A woman who trusts God is able to submit to her husband. Why? Because God is in control of all things, even her husband. A woman who trusts God wants to please Him. God has commanded submission. "For this is the love of God, that we keep His commandments. And His commandments are not burdensome" (1 John 5:3). Trust in God frees us to obey Him without regret or worry. Where there is worry, there is no trust. A woman can submit to her husband, even if she thinks he is wrong, because she knows that God overrules all to His own purposes. Consider what Joseph said to his brothers when they fell down before him: "But as for you, you meant evil against me; but God meant it for good, in order to bring it about as it is this day, to save many people alive" (Gen. 50:20). A woman does not commit herself to submit to her husband contingent on his ability to make no mistakes. She submits to her husband because she knows that God does not make mistakes!

Within this context of trust and submission, a woman is capable of doing good. Women may do good in countless ways and Timothy shows us several examples. Bringing up children is the first listed in 1 Timothy 5:10. Obviously, a woman who trusts God and submits to her husband will be far more equipped to bring up her children faithfully than the woman who does not. Personally, I am grateful that God looks on my labor in bringing up my children as a means of "doing good." I am grateful that He sanctifies even the most seemingly mundane tasks! Timothy also mentions lodging strangers and washing the feet of the saints as another means of doing good. This means that all our hospitality can be pleasing to God, whether it is extended to those inside or outside the church. Finally, the apostle mentions relieving the afflicted. This general heading can cover all kinds of service.

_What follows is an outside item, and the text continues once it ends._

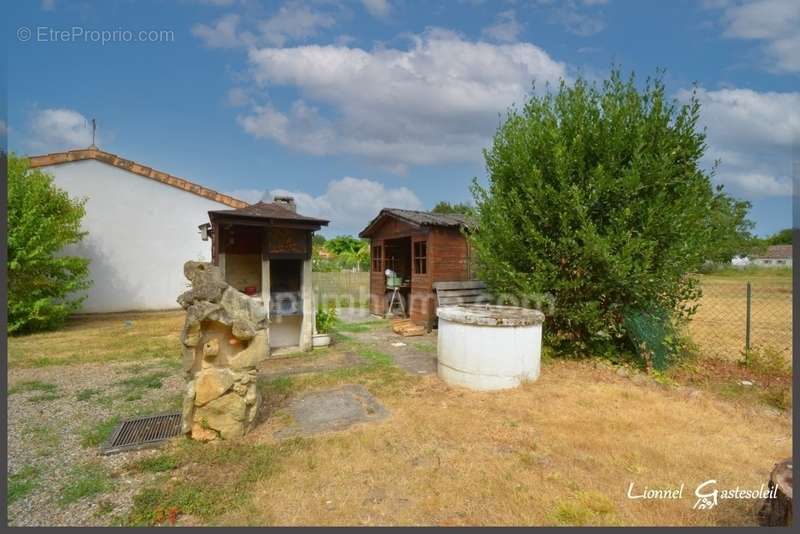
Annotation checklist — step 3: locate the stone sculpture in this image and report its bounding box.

Notice the order of these good deeds. Our children are first. Next is hospitality. The wife does not have to go outside her domain to "do good." The home is the center of her activities, and these activities can be and should be pleasing to God. Relieving the afflicted may take a woman outside her home, but she can find plenty of good to do right at home.

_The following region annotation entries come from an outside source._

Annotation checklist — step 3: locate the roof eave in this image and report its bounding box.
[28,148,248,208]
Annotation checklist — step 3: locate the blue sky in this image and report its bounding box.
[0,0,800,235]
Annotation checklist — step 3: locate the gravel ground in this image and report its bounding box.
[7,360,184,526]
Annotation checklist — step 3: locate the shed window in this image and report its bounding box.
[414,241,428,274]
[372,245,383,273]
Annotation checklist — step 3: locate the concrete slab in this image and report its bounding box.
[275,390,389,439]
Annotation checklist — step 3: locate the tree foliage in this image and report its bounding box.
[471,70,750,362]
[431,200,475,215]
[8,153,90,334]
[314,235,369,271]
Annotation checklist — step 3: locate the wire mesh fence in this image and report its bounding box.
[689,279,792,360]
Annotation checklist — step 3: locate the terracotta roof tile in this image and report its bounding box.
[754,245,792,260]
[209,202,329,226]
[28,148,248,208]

1 Peter commands a woman who trusts God, submits to her husband, and does good, to be unafraid. The three prerequisites are very important. Trust in God is a great protection from fear because we see God in complete control of our lives. The more a woman studies the Word and comes to understand God's character, the easier it becomes to trust Him. Submission frees a woman from many fears if it is rendered in an atmosphere of faith and trust in God. Recognizing that the husband is responsible for his decisions can free a wife from anxiety over his decisions. Doing one's duties, doing good in and from the home, is another protection from irrational fears. A woman who is busy at home is not an easy prey to shadows and terrors. In our modern society, women are frequently targeted by the media to be fearful. We are regularly barraged with statistics about women -- how many die of breast cancer each year, how many have a rough time through menopause, how many lose their husbands to other women, how many are mugged, how many are killed in car accidents, etc., etc. And in case this is not enough, we can worry over our children. How many are kidnapped, get rare diseases, etc. etc. This is a set-up for fear and worry and anxiety. Do bad things happen in this world? Of course. But do we believe that God is in control or not?

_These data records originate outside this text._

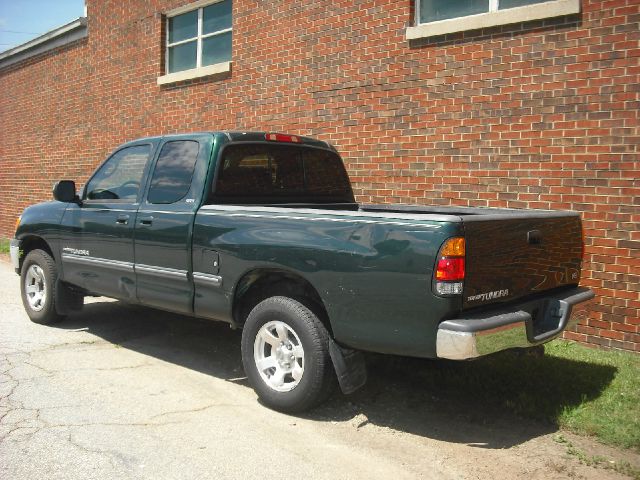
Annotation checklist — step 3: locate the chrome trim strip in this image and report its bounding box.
[62,253,133,272]
[193,272,222,287]
[138,211,195,215]
[135,263,187,280]
[197,205,461,228]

Phobias are given fancy medical names instead of just being called sin. We cater to fears instead of dealing with them biblically. As Christian women, we need to respond biblically, not emotionally. We can worry about many things that can lead to fear. Fear drives out the gentle, quiet spirit that is so precious in God's sight. We are all vulnerable in different areas. But we are not without a Savior, Christ our Lord. We need to look to Him and His Word to become women who are adorned in a manner pleasing to Him.